We investigated to what extent heart failure alters the ability of the muscle metaboreflex to improve ventricular function. Dogs were chronically instrumented to monitor mean arterial pressure (MAP), cardiac output (CO), heart rate (HR), stroke volume (SV), and central venous pressure (CVP) at rest and during mild treadmill exercise (3.2 km/h) before and during reductions in hindlimb blood flow imposed to activate the muscle metaboreflex. These control experiments were repeated at constant heart rate (ventricular pacing 225 beats/min) and at constant heart rate coupled with a beta-adrenergic blockade (atenolol, 2 mg/kg iv) in normal animals and in the same animals after the induction of heart failure (HF, induced via rapid ventricular pacing). In control experiments in normal animals, metaboreflex activation caused tachycardia with no change in SV, resulting in large increases in CO and MAP. At constant HR, large increases in CO still occurred via significant increases in SV. Inasmuch as CVP did not change in this setting and that beta-adrenergic blockade abolished the reflex increase in SV at constant HR, this increase in SV likely reflects increased ventricular contractility.
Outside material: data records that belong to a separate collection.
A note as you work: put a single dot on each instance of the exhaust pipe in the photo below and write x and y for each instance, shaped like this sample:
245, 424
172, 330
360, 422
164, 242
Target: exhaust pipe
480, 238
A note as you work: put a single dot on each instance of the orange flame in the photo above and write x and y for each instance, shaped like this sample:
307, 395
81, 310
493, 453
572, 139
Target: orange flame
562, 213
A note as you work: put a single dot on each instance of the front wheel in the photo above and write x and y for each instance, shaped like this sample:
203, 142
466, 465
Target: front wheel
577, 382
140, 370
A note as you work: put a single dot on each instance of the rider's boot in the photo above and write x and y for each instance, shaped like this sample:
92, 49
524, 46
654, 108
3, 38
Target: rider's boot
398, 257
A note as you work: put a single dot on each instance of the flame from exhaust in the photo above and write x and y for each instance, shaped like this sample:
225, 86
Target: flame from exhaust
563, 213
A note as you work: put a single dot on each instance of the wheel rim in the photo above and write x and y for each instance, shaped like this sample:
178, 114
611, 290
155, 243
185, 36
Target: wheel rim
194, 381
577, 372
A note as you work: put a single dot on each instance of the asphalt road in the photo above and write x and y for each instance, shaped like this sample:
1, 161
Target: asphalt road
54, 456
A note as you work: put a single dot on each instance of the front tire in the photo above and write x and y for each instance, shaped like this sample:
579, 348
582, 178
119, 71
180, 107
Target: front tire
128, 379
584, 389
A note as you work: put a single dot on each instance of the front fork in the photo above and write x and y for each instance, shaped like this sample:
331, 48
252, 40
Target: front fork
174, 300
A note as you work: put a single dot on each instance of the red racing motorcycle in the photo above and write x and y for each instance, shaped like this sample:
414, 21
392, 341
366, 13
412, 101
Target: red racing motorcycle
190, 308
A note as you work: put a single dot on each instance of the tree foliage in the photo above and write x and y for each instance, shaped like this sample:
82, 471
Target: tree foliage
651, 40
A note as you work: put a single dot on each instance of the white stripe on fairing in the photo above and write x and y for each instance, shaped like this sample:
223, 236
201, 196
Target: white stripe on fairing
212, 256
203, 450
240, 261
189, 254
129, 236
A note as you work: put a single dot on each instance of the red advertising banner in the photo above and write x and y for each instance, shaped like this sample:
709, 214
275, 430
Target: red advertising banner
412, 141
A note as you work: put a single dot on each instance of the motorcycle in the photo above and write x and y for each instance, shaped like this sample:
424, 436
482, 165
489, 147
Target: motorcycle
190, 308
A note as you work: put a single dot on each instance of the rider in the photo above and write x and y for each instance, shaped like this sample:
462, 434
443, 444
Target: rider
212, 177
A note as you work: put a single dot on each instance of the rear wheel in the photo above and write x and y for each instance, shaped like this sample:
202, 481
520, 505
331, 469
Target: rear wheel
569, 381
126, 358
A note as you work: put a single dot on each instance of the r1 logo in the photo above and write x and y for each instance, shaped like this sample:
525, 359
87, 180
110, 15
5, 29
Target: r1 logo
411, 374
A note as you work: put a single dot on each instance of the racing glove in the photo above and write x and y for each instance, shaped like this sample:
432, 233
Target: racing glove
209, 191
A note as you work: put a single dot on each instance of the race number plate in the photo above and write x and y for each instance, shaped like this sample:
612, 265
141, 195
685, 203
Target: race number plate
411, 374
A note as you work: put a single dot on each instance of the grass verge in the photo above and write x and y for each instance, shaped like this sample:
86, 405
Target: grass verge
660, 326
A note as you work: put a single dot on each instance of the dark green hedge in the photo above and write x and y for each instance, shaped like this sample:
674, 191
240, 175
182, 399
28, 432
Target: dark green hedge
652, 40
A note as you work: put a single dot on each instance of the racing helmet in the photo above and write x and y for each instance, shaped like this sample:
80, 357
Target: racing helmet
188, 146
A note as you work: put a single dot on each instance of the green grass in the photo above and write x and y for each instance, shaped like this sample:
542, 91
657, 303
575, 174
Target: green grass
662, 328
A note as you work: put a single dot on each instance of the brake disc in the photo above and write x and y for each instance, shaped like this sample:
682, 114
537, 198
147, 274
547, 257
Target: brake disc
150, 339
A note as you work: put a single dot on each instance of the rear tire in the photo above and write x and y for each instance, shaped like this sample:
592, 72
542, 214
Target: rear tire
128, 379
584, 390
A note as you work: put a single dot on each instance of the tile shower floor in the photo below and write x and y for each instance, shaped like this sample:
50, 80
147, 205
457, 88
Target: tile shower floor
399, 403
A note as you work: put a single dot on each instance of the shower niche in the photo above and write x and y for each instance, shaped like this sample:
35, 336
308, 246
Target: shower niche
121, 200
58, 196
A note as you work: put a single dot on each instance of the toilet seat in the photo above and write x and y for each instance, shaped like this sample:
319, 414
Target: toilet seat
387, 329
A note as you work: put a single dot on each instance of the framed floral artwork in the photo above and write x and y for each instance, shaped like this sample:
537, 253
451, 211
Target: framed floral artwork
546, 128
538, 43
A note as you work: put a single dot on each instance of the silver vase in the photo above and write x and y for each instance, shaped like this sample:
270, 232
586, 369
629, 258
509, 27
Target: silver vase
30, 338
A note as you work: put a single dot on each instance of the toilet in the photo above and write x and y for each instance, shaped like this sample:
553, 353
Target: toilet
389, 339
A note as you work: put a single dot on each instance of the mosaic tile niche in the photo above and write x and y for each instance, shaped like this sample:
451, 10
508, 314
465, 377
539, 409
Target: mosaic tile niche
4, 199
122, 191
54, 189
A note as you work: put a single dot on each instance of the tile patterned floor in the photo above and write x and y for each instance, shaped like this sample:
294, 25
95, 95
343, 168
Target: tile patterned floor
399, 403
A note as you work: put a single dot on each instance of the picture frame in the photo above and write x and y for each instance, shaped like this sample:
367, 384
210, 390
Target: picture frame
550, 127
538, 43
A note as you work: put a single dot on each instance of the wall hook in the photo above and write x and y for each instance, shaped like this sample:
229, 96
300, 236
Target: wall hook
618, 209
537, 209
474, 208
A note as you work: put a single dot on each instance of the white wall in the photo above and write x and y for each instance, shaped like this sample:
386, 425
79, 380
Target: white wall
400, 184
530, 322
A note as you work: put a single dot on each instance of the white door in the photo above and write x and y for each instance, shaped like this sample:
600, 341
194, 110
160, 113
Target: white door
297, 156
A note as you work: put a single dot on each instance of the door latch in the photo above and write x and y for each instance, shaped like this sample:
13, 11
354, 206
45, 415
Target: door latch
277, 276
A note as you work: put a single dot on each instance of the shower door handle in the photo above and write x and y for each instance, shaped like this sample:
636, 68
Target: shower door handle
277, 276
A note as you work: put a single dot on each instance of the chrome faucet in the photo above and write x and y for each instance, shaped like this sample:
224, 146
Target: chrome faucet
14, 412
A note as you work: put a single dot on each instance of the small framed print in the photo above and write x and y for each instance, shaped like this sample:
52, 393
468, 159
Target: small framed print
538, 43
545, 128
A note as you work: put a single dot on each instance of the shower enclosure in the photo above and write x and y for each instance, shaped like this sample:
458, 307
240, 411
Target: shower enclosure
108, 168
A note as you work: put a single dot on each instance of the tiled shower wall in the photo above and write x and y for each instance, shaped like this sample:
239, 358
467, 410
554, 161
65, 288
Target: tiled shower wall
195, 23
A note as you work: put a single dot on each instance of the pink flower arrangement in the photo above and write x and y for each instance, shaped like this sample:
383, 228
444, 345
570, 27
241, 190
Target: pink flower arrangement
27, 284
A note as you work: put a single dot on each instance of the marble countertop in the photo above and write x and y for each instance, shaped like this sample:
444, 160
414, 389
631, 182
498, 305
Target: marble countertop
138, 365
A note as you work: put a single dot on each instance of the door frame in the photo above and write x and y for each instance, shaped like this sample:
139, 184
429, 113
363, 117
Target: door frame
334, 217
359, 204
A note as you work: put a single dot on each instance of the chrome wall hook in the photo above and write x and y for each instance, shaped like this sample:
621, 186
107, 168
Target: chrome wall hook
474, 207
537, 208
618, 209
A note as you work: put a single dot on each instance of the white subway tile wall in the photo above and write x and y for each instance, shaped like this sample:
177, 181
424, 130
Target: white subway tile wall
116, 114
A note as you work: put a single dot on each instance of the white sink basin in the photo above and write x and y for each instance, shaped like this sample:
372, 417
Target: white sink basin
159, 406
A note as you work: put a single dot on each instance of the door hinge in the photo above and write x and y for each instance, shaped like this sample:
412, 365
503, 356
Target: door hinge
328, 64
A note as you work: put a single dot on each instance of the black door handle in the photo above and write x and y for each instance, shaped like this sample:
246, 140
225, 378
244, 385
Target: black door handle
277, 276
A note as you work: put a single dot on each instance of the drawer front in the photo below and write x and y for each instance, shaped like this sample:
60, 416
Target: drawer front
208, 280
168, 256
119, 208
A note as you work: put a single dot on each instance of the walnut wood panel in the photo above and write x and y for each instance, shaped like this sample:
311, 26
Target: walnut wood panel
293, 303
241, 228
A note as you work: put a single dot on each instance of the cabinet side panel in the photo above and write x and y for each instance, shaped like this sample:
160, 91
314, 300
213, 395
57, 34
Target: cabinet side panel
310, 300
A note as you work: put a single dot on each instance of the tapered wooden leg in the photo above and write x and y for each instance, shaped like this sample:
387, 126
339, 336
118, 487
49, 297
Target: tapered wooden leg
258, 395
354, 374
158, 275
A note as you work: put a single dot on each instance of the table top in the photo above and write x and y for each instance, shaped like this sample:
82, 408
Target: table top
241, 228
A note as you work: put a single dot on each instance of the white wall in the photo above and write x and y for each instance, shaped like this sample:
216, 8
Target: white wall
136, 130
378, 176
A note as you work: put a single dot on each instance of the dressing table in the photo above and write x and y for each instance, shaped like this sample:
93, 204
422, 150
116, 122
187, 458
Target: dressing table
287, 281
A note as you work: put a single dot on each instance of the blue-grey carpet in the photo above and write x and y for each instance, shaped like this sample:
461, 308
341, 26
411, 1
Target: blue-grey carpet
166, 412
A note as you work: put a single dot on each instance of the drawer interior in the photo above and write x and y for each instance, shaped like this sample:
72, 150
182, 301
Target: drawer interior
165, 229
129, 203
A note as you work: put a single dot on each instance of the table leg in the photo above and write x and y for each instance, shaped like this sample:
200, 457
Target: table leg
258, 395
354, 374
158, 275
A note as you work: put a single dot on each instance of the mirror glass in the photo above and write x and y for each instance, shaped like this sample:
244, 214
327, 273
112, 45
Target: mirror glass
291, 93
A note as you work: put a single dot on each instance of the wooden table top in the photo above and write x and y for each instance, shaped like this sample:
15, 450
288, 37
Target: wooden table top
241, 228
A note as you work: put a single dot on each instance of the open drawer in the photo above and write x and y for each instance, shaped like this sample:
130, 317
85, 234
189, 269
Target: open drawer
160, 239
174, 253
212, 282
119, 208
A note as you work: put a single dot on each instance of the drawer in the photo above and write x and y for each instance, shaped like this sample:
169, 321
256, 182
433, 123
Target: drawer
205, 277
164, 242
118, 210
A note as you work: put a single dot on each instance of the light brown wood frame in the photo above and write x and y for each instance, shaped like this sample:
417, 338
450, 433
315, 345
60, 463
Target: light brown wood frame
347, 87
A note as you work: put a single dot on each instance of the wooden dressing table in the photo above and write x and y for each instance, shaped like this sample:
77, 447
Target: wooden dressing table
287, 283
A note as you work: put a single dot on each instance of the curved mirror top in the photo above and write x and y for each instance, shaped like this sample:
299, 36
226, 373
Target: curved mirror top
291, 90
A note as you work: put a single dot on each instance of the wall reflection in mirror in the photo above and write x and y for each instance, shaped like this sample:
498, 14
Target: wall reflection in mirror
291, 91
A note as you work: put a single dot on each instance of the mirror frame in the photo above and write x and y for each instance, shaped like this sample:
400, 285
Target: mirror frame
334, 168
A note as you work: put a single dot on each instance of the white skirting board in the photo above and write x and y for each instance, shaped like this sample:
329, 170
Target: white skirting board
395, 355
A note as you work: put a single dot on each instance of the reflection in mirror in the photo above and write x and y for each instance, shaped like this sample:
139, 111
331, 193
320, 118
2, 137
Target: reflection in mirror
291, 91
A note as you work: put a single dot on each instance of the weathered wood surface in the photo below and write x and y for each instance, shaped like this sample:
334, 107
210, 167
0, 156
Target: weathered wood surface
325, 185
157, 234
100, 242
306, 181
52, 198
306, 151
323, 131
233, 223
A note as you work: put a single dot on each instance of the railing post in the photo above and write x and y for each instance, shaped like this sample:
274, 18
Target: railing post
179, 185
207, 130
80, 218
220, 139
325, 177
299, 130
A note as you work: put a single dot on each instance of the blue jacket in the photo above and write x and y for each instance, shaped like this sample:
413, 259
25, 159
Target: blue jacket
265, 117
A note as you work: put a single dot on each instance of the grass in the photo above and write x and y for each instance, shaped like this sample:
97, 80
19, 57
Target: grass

In contrast, after the induction of HF, much smaller increases in CO occurred with metaboreflex activation because, although increases in HR still occurred, SV decreased thereby limiting any increase in CO. At constant HR, no increase in CO occurred with metaboreflex activation even though CVP increased significantly. After beta-adrenergic blockade, CO and SV decreased with metaboreflex activation. We conclude that in HF, the ability of the muscle metaboreflex to increase ventricular function via both increases in contractility as well as increases in filling pressure are markedly impaired.